Un groupe se dirige ce même 12 juin vers Notre-Dame-de-Sanilhac et fait halte au lieu-dit Rossignol pour déguster des cerises offertes par un habitant.
Vers 15H30, ils entendent un bruit de moteur et pensent voir arriver un camion du maquis. Mais il s’agit des Allemands qui ouvrent le feu.
Jules Fourrières, 36 ans, sergent-chef qui conduisait ce groupe, est tué le premier.
Les autres s’enfuient dans le bois mais trois d’entre eux sont rattrapés par les balles:
Albert Pugnet, 28 ans, employé de banque, André Bost, 20 ans, électricien et Maurice Lamothe, 23 ans, préparateur en pharmacie, sont extrait du bois et torturés avant d’être achevés d’une balle dans la tête.

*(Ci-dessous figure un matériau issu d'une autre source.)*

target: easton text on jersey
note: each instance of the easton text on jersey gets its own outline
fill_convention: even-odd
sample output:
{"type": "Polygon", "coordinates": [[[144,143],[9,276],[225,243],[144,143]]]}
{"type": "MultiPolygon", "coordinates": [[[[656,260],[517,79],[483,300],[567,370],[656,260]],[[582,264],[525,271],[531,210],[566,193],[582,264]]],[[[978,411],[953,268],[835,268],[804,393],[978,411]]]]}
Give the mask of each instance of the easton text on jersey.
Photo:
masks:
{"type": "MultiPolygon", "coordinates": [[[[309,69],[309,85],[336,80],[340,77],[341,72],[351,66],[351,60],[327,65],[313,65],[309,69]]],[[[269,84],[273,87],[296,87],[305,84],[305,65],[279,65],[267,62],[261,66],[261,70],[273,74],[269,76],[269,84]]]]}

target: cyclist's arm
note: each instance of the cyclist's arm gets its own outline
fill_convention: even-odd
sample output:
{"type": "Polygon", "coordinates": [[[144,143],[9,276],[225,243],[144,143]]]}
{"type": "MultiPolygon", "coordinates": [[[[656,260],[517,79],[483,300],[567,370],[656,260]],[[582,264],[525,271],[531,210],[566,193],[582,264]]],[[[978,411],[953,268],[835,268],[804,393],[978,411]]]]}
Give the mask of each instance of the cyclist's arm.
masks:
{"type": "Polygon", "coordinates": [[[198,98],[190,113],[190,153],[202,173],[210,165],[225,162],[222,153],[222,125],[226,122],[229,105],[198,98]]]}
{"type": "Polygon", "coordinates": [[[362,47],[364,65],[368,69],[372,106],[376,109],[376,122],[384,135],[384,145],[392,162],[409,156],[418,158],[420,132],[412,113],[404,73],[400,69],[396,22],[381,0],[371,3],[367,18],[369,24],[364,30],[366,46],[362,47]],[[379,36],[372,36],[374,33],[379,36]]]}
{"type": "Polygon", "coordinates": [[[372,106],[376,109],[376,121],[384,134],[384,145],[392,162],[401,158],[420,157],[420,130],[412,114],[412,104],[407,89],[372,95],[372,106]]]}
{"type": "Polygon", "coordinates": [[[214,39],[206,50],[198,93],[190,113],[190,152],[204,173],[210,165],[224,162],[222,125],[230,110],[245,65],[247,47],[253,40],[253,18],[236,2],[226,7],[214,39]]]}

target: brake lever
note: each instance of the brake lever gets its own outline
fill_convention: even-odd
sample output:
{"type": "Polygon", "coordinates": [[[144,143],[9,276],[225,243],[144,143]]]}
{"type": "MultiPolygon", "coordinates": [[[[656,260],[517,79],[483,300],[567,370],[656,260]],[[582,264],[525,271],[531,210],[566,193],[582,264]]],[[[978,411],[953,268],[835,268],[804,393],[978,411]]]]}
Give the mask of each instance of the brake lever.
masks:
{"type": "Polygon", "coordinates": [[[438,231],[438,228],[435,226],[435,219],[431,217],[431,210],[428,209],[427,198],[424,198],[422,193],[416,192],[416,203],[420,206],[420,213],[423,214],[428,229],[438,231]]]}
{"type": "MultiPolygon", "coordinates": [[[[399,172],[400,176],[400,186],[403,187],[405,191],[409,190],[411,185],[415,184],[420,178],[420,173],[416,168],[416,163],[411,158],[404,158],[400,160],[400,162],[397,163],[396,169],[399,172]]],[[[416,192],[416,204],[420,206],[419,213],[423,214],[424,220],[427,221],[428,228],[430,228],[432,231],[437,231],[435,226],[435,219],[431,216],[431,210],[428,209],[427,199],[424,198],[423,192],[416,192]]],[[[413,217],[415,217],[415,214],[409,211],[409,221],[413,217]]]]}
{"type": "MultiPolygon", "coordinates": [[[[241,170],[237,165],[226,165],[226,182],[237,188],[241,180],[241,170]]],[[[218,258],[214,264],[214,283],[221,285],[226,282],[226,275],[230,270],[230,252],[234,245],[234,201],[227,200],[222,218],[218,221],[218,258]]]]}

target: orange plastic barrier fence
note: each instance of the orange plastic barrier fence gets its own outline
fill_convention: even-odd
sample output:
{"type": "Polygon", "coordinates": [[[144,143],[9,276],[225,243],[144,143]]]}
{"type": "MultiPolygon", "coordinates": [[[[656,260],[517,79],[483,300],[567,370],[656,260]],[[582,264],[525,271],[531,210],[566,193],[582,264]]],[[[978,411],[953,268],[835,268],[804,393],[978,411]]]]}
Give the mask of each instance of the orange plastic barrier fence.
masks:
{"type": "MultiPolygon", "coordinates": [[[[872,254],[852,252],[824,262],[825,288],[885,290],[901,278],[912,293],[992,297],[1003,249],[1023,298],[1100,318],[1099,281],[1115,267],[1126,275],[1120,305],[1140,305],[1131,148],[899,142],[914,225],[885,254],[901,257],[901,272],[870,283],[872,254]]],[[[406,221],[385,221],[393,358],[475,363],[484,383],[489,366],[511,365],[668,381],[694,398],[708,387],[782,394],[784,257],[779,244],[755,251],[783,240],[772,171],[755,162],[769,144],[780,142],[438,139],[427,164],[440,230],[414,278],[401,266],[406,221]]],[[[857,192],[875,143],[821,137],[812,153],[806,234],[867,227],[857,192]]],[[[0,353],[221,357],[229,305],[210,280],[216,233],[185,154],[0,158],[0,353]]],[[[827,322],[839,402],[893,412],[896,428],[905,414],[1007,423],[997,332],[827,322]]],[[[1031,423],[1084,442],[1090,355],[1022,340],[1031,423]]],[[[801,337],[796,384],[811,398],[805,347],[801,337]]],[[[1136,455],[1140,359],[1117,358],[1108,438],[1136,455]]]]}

Les corps sont regroupés dans un fossé où ils seront découvert par un cultivateur.
Raymond Giroux et les deux aviateurs Adeline et Fournier que le groupe escortait, ont pu s’échapper
Deux résistants, Francis Chaminade et Marcel Delors, tendent une embuscade à une colonne allemande au lieu-dit Eyvirat près de Rossignol sur la commune de Chalagnac.
Ils sont morts tous les deux dans la fusillade qui s’en suivit.
A l’issue de ces cérémonies, les participants ont été conviés à un vin d’honneur à la mairie de Chalagnac.